Spotify to find artists
Plex/VLC/winamp to continue listening after discovering them.
I normally stream music, then download it onto my own devices if I like it - then I can experience the benefits of both.
I've got a local library that I stream with using Subsonic/Airsonic-compatible APIs.
Give ViMusic (for Android) a try. It's free in F-Droid. It's like Spotify but uses Youtube Music for the backend.
I have a Spotify account and never use it anymore. ViMusic is great.
Support your favourite artists by buying their merchandise and going to shows.
Local library for me for sure!
I discover new music through friends, Shazam, and browsing Youtube Music.
With ~6k songs I don't get bored that fast.
I have tens of thousands of songs in my home computer but I prefer to just use Spotify when I am outside.
Local copy for life.

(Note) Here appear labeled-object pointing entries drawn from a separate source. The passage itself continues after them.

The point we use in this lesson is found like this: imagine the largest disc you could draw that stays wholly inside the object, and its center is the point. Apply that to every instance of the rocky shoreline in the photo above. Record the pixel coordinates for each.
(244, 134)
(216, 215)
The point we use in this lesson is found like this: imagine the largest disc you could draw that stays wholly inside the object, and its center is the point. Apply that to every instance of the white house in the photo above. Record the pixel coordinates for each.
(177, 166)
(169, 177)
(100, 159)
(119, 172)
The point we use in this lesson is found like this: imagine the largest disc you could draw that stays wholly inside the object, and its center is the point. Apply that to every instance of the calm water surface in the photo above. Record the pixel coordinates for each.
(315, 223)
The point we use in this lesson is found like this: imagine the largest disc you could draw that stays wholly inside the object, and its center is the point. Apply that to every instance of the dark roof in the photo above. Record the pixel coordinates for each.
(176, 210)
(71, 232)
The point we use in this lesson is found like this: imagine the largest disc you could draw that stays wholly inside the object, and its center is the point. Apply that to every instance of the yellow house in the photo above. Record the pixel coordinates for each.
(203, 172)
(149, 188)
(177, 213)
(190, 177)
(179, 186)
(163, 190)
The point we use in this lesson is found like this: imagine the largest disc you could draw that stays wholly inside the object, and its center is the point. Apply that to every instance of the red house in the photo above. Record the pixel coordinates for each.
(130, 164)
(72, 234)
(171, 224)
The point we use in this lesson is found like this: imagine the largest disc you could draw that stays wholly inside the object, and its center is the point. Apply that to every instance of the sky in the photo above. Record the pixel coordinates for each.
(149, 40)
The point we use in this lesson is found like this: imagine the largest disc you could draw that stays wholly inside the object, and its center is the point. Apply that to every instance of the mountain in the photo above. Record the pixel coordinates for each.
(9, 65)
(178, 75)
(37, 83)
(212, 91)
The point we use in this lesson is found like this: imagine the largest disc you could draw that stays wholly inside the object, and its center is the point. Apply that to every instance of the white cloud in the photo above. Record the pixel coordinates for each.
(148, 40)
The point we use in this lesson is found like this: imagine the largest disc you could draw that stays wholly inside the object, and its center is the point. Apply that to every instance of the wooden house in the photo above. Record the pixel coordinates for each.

Streaming is just renting by a nicer name. I don't want to pay for the rest of my life to access the same content. I'll buy CDs and I'll buy DRM-free FLAC files if available, but otherwise I'm pirating the FLAC copy or, if worst comes to worst, ripping the audio from YouTube (too many new artists/YT artists don't offer lossless downloads). I'm not paying for something I don't get to keep.
This totally depends on YOU and how you consume music. I am an analog collector who has a small collection of cassette tapes and vinyl to play at home for gatherings. But then I have spotify for the car and for showering lol.
I have a smart TV with ReVanced so I don't get commercials/ads on YouTube and can play music there too.
Mixing and matching is the best option, mostly.
I like to have my personal favorite albums and non-streaming albums in my drive, but if i download something new, most of the time it will just stay there and i'll never listen to it.
Streaming is wayyy better for discovering music (and also not making your hard drive full). If for every album you want to listen to you need to download, it sometimes lets you out of great music because of simple lazyness lol
Streaming for discovery, private tracker to get it in FLAC.